The Bader charge analyses show that the effective charges of adatoms are -0.74 e for Pt@La, -0.57 e for Ru@La, -0.45 e for Ni@La, 0.24 e for Pt@Ta, 0.82 e for Ru@Ta and 0.56 e for Ni@Ta. These results reveal that the metal adatoms receive electrons from La-termination while they lose electrons to Ta-termination. The remarkable difference in the direction of the charge transfer between the adatom and the surface can be explained by that the larger negative charges of the nitrogen (by 0.17 e) and oxygen atoms (by 0.20 e) on La-terminated surface than Ta-terminated surface results in a poorer oxidizing ability in the former than in the latter.50 The charge redistribution at the interface between the adatom and LaTaON2 surface are visualized by the charge density difference in Fig. 7 , where the yellow and cyan contours represent the accumulation and depletion of charge densities, respectively. M@La (M=Pt, Ru and Ni) systems demonstrate the similar character, that is, the attachment of metal single atoms mostly promotes the localized changes in the charge densities of metal adatom and the connected N atom, which is reified as the transfer of charge density from the N atom to the metal adatom. The redistribution of charge is found to be more delocalized in M@Ta than in M@La (M=Pt, Ru and Ni) since the embedded metal atom forms more bonds in the former than in the latter. As to all the M@Ta (M=Pt, Ru and Ni) systems, a large area of the charge depletion appears around the metal adatom and the charge accumulation region are mainly located at the neighboring nonmetal atoms. The direction of charge transfer is consistent with the prediction of Bader charge.

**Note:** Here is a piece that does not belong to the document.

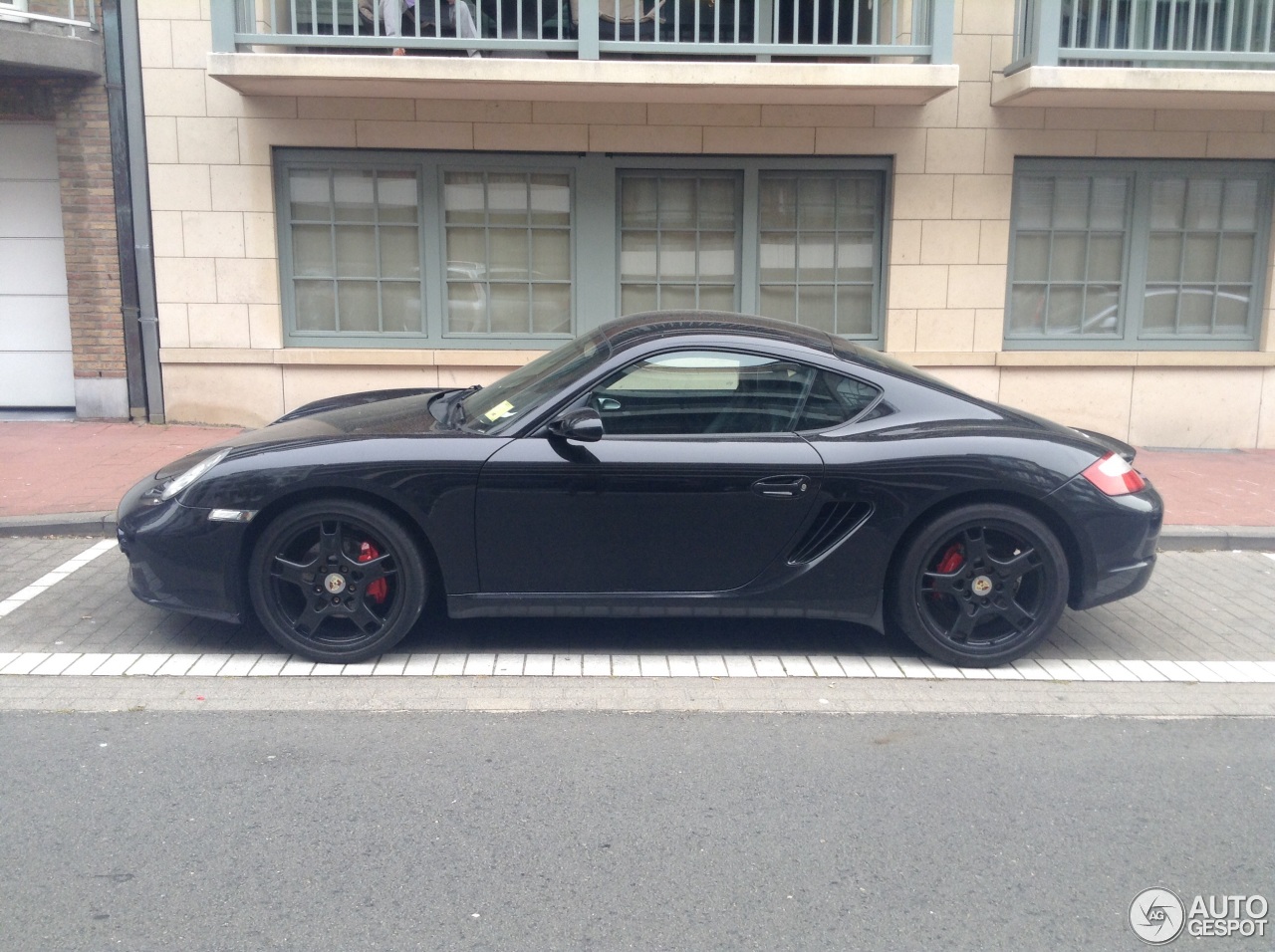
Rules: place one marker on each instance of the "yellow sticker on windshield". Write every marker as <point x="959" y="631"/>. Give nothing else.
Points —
<point x="500" y="409"/>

Work function is the required energy of removing one electron from the Fermi level to the vacuum level, which plays an important role in the charge transfer and the band bending in the interfacial structure. To explore the effect of adsorbing metal single atoms on the work function of LaTaON2 (010) surface, we have calculated the difference of work functions between the surface with an adsorbate and the pristine surface (ΔΦ). A positive value indicates that the work function of the surface adsorbed with a metal atom is larger than that of the pristine surface. The predicted values of ΔΦ are 0.15 eV for Pt@La, 0.10 eV for Ru@La, 0.06 eV for Ni@La, -0.03 eV for Pt@Ta, -0.04 eV for Ru@Ta, -0.05 eV for Ni@Ta. Our results demonstrate that depositing metal atoms on different termination of LaTaON2 can slightly tune the work function of the photocatalytic system. Loading metal single atoms on Ta-terminated surface leads to the decrease of work function, which is favorable to the escape of electrons from the surface of semiconductor.